Having been the longest serving Ventura Unified School District (VUSD) Board Member has been a privilege for John Walker. During those 29 years he has seen many changes to the district. For the most part, he says, “I think I have met my mother’s admonition to leave things better than when you found them.” During his tenure he has seen two new schools built, school modernizations, moving and consolidation of the district office, a focus on the arts, hiring four superintendents and well documented student academic growth among other things. However, as he nears his exit time in November, there are things that he says he worked to accomplish, but never quite made it due to budget constraints, political climate or simply lack of board consensus.

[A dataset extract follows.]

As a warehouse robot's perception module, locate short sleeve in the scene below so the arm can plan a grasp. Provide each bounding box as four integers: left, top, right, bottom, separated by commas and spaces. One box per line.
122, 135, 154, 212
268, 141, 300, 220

Having served on the Board of Directors for the California School Boards Association for eight years, he was fortunate to be at the state forefront, seeing new education reforms, legislation and the ever-changing budget climate. Those meetings inspired him to want the best for the children of VUSD. John is now hopeful that the new VUSD board will at least visit some of those things the board has previously discussed that he felt were important to the district and the community.
One of John’s highest priorities was the nationally touted International Baccalaureate program. It is a rigorous, high achieving program embraced by the county’s largest school districts, but not yet in VUSD. This academic program offers a wide range of options for students to succeed, while developing students who want to create a better and more peaceful world. The board and district studied the program about five years ago but funding waned.
Secondly, Walker believes that “employee salaries are important to attracting and retaining the best.” His experience in human resources taught him the importance of employee retention. “Districts often promote and train their best employees only to lose them to neighboring districts who can pay more. This is particularly true now with the recently implemented state-wide school funding formula which provides significantly more money to districts with higher at-risk populations” he says. Our salary norm over the years has been to be in the 40 to 60 percentile county-wide. “I believe we need to be continuously in the top third to retain our best teachers and support employees. We were never quite there over my tenure, in spite of how hard we tried. This is going to take prioritization of resources and some creativity.”
Lastly and most importantly, equal learning opportunities for all VUSD students should be a high district priority. Most pointedly, one of the district’s high schools Foothill can offer a student seven periods per semester or 56 courses in a typical four-year high school career. Conversely, the remaining two traditional high schools offer less with six periods per semester for most students, or 48 courses in a typical four-year span. That means some district students have more options than others for courses such as additional academic electives, leadership and the arts. Walker believes it gives those students a competitive advantage in applying for college. “As a district we need to bring all our high schools to the same standard as Foothill Technology HS. All students deserve the same opportunity.”
John wishes the board well in its future endeavors but vowed to remain active and involved in the district whenever opportunities arise.